CDOT gave no sign that they planned to change the policies, and LimeBike and Ofo had indicated they would drop out of the test and pack up their fleets of 50 bikes each if the city didn't relax the rules. So it looked like there would only be 250 bikes -- Pace's lock-to cycles, which have cable locks -- after Sunday.

But late Friday afternoon CDOT made a surprise announcement that they are relaxing the rules. The permitting guidelines have been revised to allow vendors to deploy up to 350 bikes. The city is also allowing LimeBike and Ofo to keep their 50 wheel-lock bikes on the street for the entire pilot, which ends in November.

Also on Friday, the Tribune reported that Jump Mobility, which uses electric-assist bikes with built-in U-locks and was recently bought by Uber, is joining the pilot. LimeBike and Ofo haven't gotten back to me yet about whether they plan to stay in the program.

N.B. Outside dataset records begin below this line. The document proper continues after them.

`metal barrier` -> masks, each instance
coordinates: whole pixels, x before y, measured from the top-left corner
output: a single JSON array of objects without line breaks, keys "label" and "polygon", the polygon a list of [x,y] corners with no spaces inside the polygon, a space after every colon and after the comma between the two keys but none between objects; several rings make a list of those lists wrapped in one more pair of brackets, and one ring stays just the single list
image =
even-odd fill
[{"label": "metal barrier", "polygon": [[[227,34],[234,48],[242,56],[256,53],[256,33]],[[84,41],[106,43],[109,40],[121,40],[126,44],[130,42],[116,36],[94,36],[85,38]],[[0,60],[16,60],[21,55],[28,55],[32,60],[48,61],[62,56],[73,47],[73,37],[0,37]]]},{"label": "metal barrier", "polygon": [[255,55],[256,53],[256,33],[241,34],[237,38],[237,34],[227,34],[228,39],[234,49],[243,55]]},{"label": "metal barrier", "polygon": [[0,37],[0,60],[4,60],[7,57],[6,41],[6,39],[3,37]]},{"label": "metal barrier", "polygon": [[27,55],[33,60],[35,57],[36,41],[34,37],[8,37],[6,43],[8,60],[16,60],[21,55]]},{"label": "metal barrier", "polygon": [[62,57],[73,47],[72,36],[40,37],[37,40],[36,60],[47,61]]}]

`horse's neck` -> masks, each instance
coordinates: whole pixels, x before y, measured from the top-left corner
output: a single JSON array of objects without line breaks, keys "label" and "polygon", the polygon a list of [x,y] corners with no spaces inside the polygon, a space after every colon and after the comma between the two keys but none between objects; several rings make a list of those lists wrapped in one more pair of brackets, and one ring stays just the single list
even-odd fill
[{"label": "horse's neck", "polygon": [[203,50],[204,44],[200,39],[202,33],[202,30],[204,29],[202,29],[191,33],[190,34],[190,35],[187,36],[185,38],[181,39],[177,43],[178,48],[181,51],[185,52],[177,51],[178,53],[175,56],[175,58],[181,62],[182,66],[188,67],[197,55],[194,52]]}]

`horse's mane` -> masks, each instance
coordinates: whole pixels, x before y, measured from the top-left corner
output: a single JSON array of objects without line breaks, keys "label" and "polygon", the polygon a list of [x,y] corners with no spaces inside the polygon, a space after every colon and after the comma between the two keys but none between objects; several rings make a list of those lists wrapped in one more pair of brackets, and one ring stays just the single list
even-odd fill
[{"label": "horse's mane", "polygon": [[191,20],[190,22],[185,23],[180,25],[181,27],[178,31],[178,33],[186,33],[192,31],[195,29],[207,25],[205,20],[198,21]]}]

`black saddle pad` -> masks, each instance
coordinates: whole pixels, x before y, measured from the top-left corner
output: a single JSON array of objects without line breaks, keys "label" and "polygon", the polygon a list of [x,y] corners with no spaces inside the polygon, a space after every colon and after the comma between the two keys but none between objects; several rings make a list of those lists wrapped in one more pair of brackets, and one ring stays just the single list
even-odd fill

But that means that in a worst-case scenario there will be 350 Pace bikes and 350 Jump cycles, for a total of 700. If LimeBike and Ofo keep their wheel-lock bikes on the street, that's 800 vehicles. And in the (unlikely) event that those two companies choose to deploy another 300 lock-to cycles, there would be 1,400 bikes in the service area. Any way you slice it, the city's announcement is good news for those who want to see the DoBi pilot succeed.

Update 7/2/18, 1 PM:  

Chicago's wheel-lock-only bike vendors provided the following statements in response to the news:

Marco McCottry, Ofo's head of Operations for North America: “A lock-to requirement is the wrong approach and will only cause a variety of unintended consequences. We remain engaged with the city to increase this unfairly low cap and build a program that best serves riders."

Jessie Lucci, LimeBike's general manager for Chicago: "We’re grateful that CDOT heeded the calls of Lime riders who find [wheel-lock-only] the most convenient form of bike-sharing, but this does nothing to address equity for the Far South Side where we only have 50 bikes to serve 700,000 residents over 50 square miles. At the same time, expanding lock-to will only cause more frustration among private bike users in this pilot area due to complaints that precious bike rack space is being taken up by lock-to bikes. Given that the Far South Side only has as many bike racks as Lakeview alone on the North Side, it begs the question as to why the city is expanding lock-to, but not [wheel-lock-only] in the pilot. Why not expand all options for the south side?"

Of course, one obvious reason why Chicago is expanding lock-to, but not wheel-lock-only, is concerns about sidewalk clutter, vandalism, and theft. Yesterday the Washington Post reported that in Washington, D.C., where the city has allowed DoBi compies, including Ofo and LimeBike, to deploy up to 400 cycles each, a city official recently said some companies have lost up to 50 percent of their fleets to vandalism and theft.